ANOVA F-statistic: 2.488607260893683, P-value: 0.08831339314994303


### **Findings**

#### **1. T-Test on Customer Shopping Data**
- **Tested Hypothesis**: Are there significant differences in the quantity of items purchased between Male and Female customers?
- **Results**:
  - T-statistic: `-0.076`
  - P-value: `0.939`
- **Conclusion**:
  - With a p-value much greater than `0.05`, we fail to reject the null hypothesis.
  - No significant difference in item quantities purchased by Male and Female customers.

#### **2. ANOVA on Customer Shopping Data**
- **Tested Hypothesis**: Are there significant differences in average prices across different shopping malls?
- **Results**:
  - F-statistic: `0.482`
  - P-value: `0.888`
- **Conclusion**:
  - With a p-value greater than `0.05`, we fail to reject the null hypothesis.
  - No significant difference in the average prices of items across shopping malls.

#### **3. T-Test on Transaction Data**
- **Tested Hypothesis**: Is there a significant difference in profit between high-transaction and low-transaction days?
- **Results**:
  - T-statistic: `-0.233`
  - P-value: `0.817`
- **Conclusion**:
  - The p-value exceeds `0.05`, so we fail to reject the null hypothesis.
  - No significant difference in profit between high-transaction and low-transaction days.

#### **4. ANOVA on Transaction Data**
- **Tested Hypothesis**: Are there significant differences in average sales across different customer categories (Low, Medium, High)?
- **Results**:
  - F-statistic: `2.489`
  - P-value: `0.088`
- **Conclusion**:
  - The p-value is greater than `0.05` but less than `0.1`, suggesting a trend toward significance.
  - However, we do not reject the null hypothesis at the `0.05` level.

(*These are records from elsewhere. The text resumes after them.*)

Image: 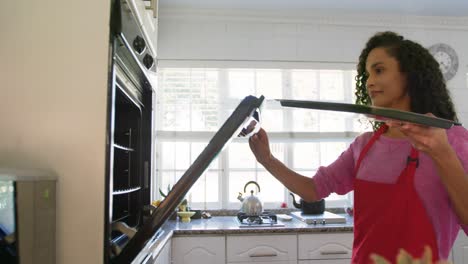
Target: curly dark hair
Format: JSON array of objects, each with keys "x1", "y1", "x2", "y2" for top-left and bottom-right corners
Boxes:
[{"x1": 355, "y1": 31, "x2": 458, "y2": 129}]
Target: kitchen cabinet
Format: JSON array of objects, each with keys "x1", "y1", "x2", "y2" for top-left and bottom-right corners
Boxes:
[
  {"x1": 152, "y1": 240, "x2": 172, "y2": 264},
  {"x1": 297, "y1": 233, "x2": 353, "y2": 264},
  {"x1": 297, "y1": 259, "x2": 351, "y2": 264},
  {"x1": 131, "y1": 0, "x2": 159, "y2": 57},
  {"x1": 226, "y1": 234, "x2": 297, "y2": 264},
  {"x1": 452, "y1": 230, "x2": 468, "y2": 264},
  {"x1": 172, "y1": 235, "x2": 226, "y2": 264}
]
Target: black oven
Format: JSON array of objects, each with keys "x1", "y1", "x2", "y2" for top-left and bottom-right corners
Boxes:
[{"x1": 104, "y1": 0, "x2": 156, "y2": 263}]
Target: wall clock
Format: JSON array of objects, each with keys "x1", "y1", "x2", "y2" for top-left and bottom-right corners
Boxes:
[{"x1": 429, "y1": 43, "x2": 458, "y2": 81}]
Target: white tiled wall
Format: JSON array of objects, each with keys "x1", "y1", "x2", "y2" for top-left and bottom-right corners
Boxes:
[{"x1": 158, "y1": 9, "x2": 468, "y2": 124}]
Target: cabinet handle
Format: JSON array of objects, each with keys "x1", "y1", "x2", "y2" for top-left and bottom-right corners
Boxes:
[
  {"x1": 249, "y1": 253, "x2": 278, "y2": 258},
  {"x1": 320, "y1": 250, "x2": 348, "y2": 255},
  {"x1": 143, "y1": 0, "x2": 158, "y2": 18}
]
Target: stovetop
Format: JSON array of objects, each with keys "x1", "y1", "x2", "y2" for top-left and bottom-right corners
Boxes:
[{"x1": 237, "y1": 212, "x2": 284, "y2": 227}]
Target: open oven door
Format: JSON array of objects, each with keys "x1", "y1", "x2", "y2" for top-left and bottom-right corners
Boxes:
[{"x1": 112, "y1": 96, "x2": 264, "y2": 263}]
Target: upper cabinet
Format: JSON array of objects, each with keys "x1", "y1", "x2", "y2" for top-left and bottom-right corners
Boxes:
[{"x1": 129, "y1": 0, "x2": 159, "y2": 57}]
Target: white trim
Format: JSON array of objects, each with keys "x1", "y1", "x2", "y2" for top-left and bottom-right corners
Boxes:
[
  {"x1": 159, "y1": 8, "x2": 468, "y2": 31},
  {"x1": 158, "y1": 58, "x2": 357, "y2": 70}
]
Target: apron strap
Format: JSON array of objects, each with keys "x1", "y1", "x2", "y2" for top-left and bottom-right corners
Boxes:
[{"x1": 354, "y1": 124, "x2": 388, "y2": 178}]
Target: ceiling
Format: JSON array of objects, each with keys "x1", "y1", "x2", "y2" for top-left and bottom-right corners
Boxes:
[{"x1": 159, "y1": 0, "x2": 468, "y2": 17}]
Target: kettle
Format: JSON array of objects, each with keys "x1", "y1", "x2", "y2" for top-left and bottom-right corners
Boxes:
[
  {"x1": 237, "y1": 181, "x2": 263, "y2": 216},
  {"x1": 289, "y1": 193, "x2": 325, "y2": 214}
]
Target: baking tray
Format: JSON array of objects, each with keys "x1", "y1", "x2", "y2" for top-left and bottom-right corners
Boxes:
[{"x1": 276, "y1": 99, "x2": 461, "y2": 129}]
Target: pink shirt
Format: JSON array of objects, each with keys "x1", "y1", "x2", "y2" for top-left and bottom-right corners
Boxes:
[{"x1": 313, "y1": 126, "x2": 468, "y2": 259}]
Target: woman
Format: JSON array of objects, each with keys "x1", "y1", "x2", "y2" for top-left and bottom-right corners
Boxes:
[{"x1": 249, "y1": 32, "x2": 468, "y2": 263}]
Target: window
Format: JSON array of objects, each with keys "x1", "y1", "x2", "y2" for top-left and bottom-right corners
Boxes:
[{"x1": 154, "y1": 68, "x2": 366, "y2": 209}]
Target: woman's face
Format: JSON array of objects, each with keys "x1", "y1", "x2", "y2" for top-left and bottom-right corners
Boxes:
[{"x1": 366, "y1": 48, "x2": 411, "y2": 111}]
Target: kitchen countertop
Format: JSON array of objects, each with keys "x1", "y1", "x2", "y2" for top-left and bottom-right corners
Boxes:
[
  {"x1": 137, "y1": 214, "x2": 353, "y2": 263},
  {"x1": 164, "y1": 213, "x2": 353, "y2": 236}
]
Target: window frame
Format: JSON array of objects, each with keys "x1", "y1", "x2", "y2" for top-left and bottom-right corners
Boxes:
[{"x1": 153, "y1": 65, "x2": 361, "y2": 209}]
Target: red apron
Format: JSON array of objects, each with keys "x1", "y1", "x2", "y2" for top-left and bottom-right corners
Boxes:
[{"x1": 352, "y1": 125, "x2": 439, "y2": 264}]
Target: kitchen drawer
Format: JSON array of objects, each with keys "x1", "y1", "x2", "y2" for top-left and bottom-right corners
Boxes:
[
  {"x1": 227, "y1": 260, "x2": 296, "y2": 264},
  {"x1": 298, "y1": 233, "x2": 353, "y2": 263},
  {"x1": 297, "y1": 259, "x2": 351, "y2": 264},
  {"x1": 172, "y1": 236, "x2": 226, "y2": 264},
  {"x1": 226, "y1": 235, "x2": 297, "y2": 263}
]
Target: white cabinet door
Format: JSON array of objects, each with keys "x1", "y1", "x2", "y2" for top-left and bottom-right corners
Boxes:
[
  {"x1": 297, "y1": 259, "x2": 351, "y2": 264},
  {"x1": 226, "y1": 235, "x2": 297, "y2": 264},
  {"x1": 297, "y1": 233, "x2": 353, "y2": 263},
  {"x1": 153, "y1": 240, "x2": 171, "y2": 264},
  {"x1": 452, "y1": 230, "x2": 468, "y2": 264},
  {"x1": 172, "y1": 236, "x2": 226, "y2": 264},
  {"x1": 227, "y1": 260, "x2": 296, "y2": 264}
]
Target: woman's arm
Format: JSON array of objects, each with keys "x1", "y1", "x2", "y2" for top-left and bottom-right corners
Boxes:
[
  {"x1": 432, "y1": 147, "x2": 468, "y2": 225},
  {"x1": 249, "y1": 129, "x2": 318, "y2": 202},
  {"x1": 393, "y1": 120, "x2": 468, "y2": 225}
]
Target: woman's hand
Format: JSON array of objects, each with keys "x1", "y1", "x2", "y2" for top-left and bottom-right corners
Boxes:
[
  {"x1": 387, "y1": 113, "x2": 452, "y2": 158},
  {"x1": 249, "y1": 128, "x2": 272, "y2": 164}
]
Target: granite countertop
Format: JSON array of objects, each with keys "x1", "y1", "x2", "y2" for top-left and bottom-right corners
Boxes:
[{"x1": 164, "y1": 214, "x2": 353, "y2": 236}]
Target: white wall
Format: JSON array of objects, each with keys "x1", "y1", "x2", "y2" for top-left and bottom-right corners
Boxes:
[
  {"x1": 0, "y1": 0, "x2": 110, "y2": 264},
  {"x1": 158, "y1": 8, "x2": 468, "y2": 125}
]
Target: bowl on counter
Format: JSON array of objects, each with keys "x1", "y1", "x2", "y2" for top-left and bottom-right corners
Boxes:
[{"x1": 177, "y1": 211, "x2": 195, "y2": 223}]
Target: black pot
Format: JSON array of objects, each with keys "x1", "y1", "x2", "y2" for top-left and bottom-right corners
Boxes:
[{"x1": 289, "y1": 193, "x2": 325, "y2": 214}]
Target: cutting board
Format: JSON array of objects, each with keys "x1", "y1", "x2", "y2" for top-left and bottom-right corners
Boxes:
[{"x1": 291, "y1": 211, "x2": 346, "y2": 225}]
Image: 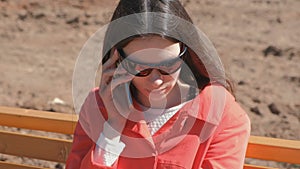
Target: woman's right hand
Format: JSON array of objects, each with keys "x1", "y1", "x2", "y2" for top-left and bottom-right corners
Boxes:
[{"x1": 99, "y1": 48, "x2": 133, "y2": 138}]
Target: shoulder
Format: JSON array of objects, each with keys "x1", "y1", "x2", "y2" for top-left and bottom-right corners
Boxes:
[{"x1": 192, "y1": 85, "x2": 249, "y2": 125}]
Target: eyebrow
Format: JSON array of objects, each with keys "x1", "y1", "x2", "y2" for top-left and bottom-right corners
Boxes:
[{"x1": 117, "y1": 46, "x2": 187, "y2": 66}]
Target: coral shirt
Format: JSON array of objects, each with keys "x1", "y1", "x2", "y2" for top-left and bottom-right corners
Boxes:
[{"x1": 66, "y1": 85, "x2": 250, "y2": 169}]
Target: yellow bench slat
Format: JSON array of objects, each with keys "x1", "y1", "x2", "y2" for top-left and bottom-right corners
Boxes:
[
  {"x1": 244, "y1": 164, "x2": 277, "y2": 169},
  {"x1": 0, "y1": 130, "x2": 72, "y2": 163},
  {"x1": 0, "y1": 106, "x2": 78, "y2": 134},
  {"x1": 246, "y1": 136, "x2": 300, "y2": 164}
]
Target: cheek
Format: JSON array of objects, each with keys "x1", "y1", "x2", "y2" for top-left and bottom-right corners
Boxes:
[{"x1": 131, "y1": 78, "x2": 145, "y2": 90}]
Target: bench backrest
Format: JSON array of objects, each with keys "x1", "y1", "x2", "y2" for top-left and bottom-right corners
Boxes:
[{"x1": 0, "y1": 106, "x2": 300, "y2": 169}]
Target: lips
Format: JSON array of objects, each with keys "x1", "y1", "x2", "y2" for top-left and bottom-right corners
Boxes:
[{"x1": 148, "y1": 87, "x2": 167, "y2": 94}]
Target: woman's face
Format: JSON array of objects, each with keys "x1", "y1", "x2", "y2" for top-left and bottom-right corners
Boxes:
[{"x1": 123, "y1": 36, "x2": 181, "y2": 102}]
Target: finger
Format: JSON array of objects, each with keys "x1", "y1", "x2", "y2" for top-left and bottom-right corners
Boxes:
[
  {"x1": 111, "y1": 72, "x2": 134, "y2": 89},
  {"x1": 100, "y1": 65, "x2": 127, "y2": 84},
  {"x1": 102, "y1": 48, "x2": 119, "y2": 70}
]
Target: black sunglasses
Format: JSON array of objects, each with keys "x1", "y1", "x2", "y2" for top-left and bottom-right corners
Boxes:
[{"x1": 117, "y1": 46, "x2": 187, "y2": 77}]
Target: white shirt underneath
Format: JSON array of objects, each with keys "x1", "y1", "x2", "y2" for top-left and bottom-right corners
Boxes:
[{"x1": 93, "y1": 102, "x2": 186, "y2": 166}]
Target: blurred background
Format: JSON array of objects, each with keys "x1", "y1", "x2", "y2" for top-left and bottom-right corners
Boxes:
[{"x1": 0, "y1": 0, "x2": 300, "y2": 168}]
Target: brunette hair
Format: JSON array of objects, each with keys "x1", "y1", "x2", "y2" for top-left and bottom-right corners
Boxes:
[{"x1": 102, "y1": 0, "x2": 233, "y2": 94}]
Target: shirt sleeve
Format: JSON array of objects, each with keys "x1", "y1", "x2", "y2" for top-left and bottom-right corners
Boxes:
[{"x1": 201, "y1": 103, "x2": 250, "y2": 169}]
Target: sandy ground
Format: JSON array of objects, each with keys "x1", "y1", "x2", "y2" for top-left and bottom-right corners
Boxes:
[{"x1": 0, "y1": 0, "x2": 300, "y2": 168}]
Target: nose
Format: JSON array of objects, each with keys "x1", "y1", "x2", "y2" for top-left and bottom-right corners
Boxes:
[{"x1": 149, "y1": 69, "x2": 164, "y2": 87}]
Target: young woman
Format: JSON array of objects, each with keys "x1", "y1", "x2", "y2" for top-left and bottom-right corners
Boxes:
[{"x1": 66, "y1": 0, "x2": 250, "y2": 169}]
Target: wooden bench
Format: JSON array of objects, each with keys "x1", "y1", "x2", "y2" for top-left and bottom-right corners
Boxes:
[{"x1": 0, "y1": 106, "x2": 300, "y2": 169}]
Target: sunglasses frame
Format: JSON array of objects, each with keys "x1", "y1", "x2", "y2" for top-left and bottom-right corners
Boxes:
[{"x1": 117, "y1": 45, "x2": 187, "y2": 77}]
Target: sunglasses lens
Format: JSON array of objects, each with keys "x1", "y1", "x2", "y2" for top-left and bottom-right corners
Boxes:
[{"x1": 135, "y1": 69, "x2": 153, "y2": 77}]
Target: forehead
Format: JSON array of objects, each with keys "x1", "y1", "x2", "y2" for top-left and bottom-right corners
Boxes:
[{"x1": 123, "y1": 36, "x2": 180, "y2": 63}]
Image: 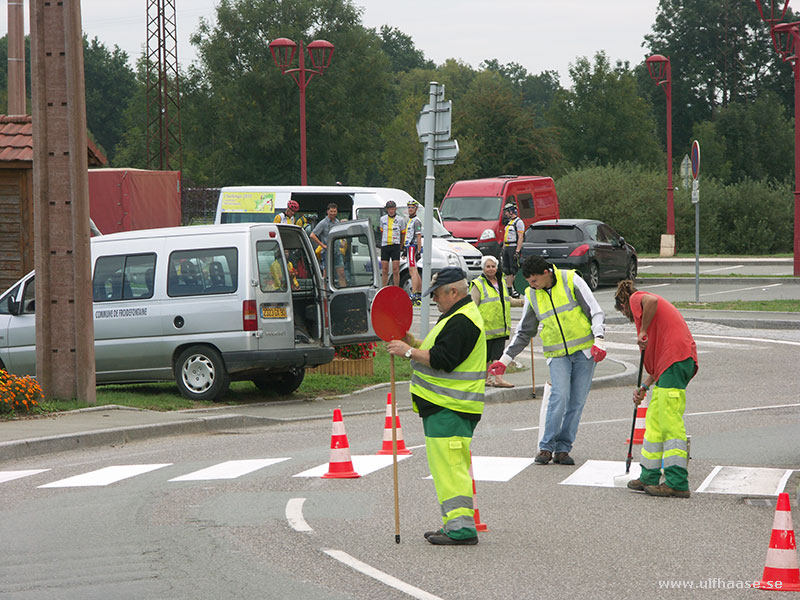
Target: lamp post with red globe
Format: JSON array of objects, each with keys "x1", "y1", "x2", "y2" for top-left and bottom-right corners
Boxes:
[
  {"x1": 645, "y1": 54, "x2": 675, "y2": 256},
  {"x1": 756, "y1": 0, "x2": 800, "y2": 277},
  {"x1": 269, "y1": 38, "x2": 333, "y2": 185}
]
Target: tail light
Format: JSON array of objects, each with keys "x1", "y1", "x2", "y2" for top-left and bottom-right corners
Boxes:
[
  {"x1": 569, "y1": 244, "x2": 589, "y2": 256},
  {"x1": 242, "y1": 300, "x2": 258, "y2": 331}
]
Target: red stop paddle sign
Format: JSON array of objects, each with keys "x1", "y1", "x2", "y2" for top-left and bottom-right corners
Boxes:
[{"x1": 370, "y1": 285, "x2": 414, "y2": 342}]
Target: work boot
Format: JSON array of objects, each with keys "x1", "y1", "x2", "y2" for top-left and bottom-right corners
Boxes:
[
  {"x1": 425, "y1": 531, "x2": 478, "y2": 546},
  {"x1": 644, "y1": 483, "x2": 691, "y2": 498},
  {"x1": 628, "y1": 479, "x2": 644, "y2": 492},
  {"x1": 423, "y1": 529, "x2": 444, "y2": 540},
  {"x1": 553, "y1": 452, "x2": 575, "y2": 465}
]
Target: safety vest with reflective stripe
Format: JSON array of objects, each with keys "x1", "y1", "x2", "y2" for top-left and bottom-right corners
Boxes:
[
  {"x1": 472, "y1": 275, "x2": 511, "y2": 340},
  {"x1": 410, "y1": 301, "x2": 486, "y2": 415},
  {"x1": 525, "y1": 267, "x2": 594, "y2": 358}
]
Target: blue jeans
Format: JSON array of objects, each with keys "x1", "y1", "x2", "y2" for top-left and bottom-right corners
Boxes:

No significant difference in sales across customer categories.

---

### **Summary**
1. **Customer Shopping Data**:
   - No significant difference in quantities purchased by gender or in average prices across shopping malls.
2. **Transaction Data**:
   - No significant difference in profit between high and low transaction days.
   - No strong evidence of differences in sales across customer categories, although a trend towards significance was observed.

These results suggest that at the 0.05 significance level, the analyzed factors do not strongly impact the measured outcomes. Further data or alternative methods may be required for deeper insights.